La Fed pronta a frenare

09/01/2009

La Fed teme i rischi di un aumento delle pressioni inflazionistiche da caro-petrolio. Gli analisti prevedono una «stretta» a fine mese. Trichet prospetta un recupero graduale dell’Eurozona.

Il presidente della Federal Reserve Alan Greenspan ha sorpreso ieri i mercati con il linguaggio più risoluto da vari anni a questa parte nel sottolineare i rischi di un aumento delle pressioni inflazionistiche – legato ai rincari del petrolio – e nell’indicare la volontà della Banca centrale Usa di contrastarle con determinazione. Gli analisti hanno interpretato le sue parole anzitutto come la conferma definitiva che la Fed inizierà ad alzare i tassi a fine mese, e in secondo luogo come un avvertimento che la manovra potrebbe essere rafforzata e accelerata con successivi rialzi in tempi e modi più aggressivi di quanto sia generalmente ipotizzato oggi.

Il dollaro, che era sceso fino a 1,2351 per un euro – massimo da due mesi – è quindi ritornato sui suoi passi a 1,2248.
Non che Greenspan abbia esplicitamente suggerito che il rialzo di fine giugno possa essere di 50 punti base anziché dei 25 che sono previsti dal consensus degli analisti: tuttavia è parso chiaro che la Fed si riserva ampi margini di flessibilità. Immediata la reazione da parte dei titoli del Tesoro Usa, che hanno perso terreno – soprattutto i biennali – proprio per la possibilità di attivazione di un ciclo più aggressivo di stretta monetaria, mentre il dollaro ha guadagnato terreno: era sceso fino a 1,2351 per un euro – minimo da due mesi – è quindi ritornato sui suoi passi a 1,2248, e secondo vari osservatori dovrebbe continuare a rafforzarsi nei prossimi giorni.

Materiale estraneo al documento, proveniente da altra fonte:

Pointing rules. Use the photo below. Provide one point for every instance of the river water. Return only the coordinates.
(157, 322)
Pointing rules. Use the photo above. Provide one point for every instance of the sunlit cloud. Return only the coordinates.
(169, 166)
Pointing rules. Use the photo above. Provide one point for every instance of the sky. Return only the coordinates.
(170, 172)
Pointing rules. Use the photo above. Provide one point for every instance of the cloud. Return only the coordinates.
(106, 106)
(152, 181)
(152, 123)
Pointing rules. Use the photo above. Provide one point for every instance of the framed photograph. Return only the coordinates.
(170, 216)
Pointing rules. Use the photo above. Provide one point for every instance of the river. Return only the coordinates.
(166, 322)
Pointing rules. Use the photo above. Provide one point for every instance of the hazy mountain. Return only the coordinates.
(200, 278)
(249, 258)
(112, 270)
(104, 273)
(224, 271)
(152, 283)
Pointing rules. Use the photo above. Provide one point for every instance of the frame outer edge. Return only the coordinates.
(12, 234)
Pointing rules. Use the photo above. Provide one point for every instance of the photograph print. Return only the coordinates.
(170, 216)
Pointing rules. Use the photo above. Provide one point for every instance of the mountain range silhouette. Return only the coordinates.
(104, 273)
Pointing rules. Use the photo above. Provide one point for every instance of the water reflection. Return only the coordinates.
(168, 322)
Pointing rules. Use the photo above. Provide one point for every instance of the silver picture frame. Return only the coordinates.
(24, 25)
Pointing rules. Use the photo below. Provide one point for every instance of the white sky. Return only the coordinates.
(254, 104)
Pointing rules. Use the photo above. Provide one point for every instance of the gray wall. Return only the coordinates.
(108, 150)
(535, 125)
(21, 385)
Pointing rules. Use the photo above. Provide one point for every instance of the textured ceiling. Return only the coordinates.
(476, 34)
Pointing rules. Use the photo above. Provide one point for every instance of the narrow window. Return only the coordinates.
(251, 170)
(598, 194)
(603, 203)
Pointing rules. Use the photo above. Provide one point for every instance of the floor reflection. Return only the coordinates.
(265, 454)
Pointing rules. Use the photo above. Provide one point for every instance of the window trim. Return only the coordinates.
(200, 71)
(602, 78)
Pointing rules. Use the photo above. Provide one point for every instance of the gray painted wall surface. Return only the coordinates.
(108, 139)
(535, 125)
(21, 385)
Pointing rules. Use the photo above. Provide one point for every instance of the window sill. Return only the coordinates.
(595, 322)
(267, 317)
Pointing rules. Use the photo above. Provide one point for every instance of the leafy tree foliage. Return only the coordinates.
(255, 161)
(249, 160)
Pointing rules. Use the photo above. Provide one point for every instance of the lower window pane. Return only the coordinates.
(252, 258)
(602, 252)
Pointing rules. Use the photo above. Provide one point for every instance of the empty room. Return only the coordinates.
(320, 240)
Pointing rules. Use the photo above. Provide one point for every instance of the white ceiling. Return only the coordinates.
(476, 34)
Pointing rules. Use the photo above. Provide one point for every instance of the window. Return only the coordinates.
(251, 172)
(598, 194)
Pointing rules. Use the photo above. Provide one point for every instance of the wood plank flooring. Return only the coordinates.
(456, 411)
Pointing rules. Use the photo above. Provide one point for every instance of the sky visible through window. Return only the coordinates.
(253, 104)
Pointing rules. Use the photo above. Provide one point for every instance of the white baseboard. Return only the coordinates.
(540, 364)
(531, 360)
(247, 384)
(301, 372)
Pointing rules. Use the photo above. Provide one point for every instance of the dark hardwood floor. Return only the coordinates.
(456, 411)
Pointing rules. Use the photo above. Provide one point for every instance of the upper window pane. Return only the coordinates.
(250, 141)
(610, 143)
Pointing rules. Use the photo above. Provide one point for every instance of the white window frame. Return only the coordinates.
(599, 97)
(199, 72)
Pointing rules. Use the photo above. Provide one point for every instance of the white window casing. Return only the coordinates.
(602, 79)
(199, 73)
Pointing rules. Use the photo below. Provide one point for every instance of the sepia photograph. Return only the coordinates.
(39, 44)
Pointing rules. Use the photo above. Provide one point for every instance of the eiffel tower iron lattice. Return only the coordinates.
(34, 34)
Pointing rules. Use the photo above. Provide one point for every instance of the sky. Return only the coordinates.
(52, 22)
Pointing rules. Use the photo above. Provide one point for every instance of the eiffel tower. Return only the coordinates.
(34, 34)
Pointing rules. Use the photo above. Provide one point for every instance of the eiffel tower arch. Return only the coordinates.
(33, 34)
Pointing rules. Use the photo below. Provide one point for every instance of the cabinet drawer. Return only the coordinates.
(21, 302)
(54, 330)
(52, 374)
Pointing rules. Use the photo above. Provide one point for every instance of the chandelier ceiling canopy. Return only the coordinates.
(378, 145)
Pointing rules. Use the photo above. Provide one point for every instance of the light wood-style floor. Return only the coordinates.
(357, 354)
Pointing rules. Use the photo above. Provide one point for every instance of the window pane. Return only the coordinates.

Tra l’altro, ieri la Banca centrale canadese ha lasciato inalterati i tassi ed è parsa meno preoccupata di Greenspan, sostenendo che la sua visione sulla crescita economica e l’inflazione resta «essenzialmente immutata» rispetto ad aprile benché riconosca che i rincari del greggio avranno effetti sull’inflazione.
«Greenspan ha gettato una doccia fredda sulla speculazione nel mercato obbligazionario, la quale scommetteva su una stretta della Fed troppo lenta che consentisse all’inflazione di tornare a essere un reale fattore nell’economia» ha detto Paul Calvetti di Barclays Capital.

Il messaggio di Greenspan è stato inviato in teleconferenza all’International Monetary Conference a Londra e il suo passaggio-chiave sta nell’esplicita affermazione della possibilità che il giudizio corrente della Fed sull’evoluzione dell’economia e dell’inflazione potrebbe rivelarsi errato, e quindi richiedere «quanto è necessario» per mantenere la stabilità dei prezzi. In particolare, «la persistenza del rialzo dei prezzi dell’energia costituisce un elemento di preoccupazione nello scenario dei costi» delle aziende, la cui forte ripresa dei profitti e delle assunzioni di personale ha evidenziato «il ritorno di un significativa capacità di alzare i prezzi». «Le più alte quotazioni del petrolio, se persisteranno, dovrebbero spingere i prezzi al consumo e il livello complessivo dei prezzi in questo Paese», ha sottolineato Greenspan augurandosi una inversione del trend.

Il presidente della Fed, infine, ha detto di attendersi che la ripresa dell’economia aiuterà a ridurre nel prossimo anno o biennio il deficit federale, che continua a preoccuparlo sul lungo termine, e ha avvertito che l’eventuale ritorno di tendenze protezionistiche a livello internazionale stimolerebbe l’inflazione. Ieri anche il presidente della Bce, Jean-Claude Trichet, intervenuto alla conferenza monetaria di Londra, ha affermato che i dati recenti confermano un graduale recupero economico nell’Eurozona e dicendosi fiducioso che nel 2005 l’inflazione resterà sotto il 2 per cento.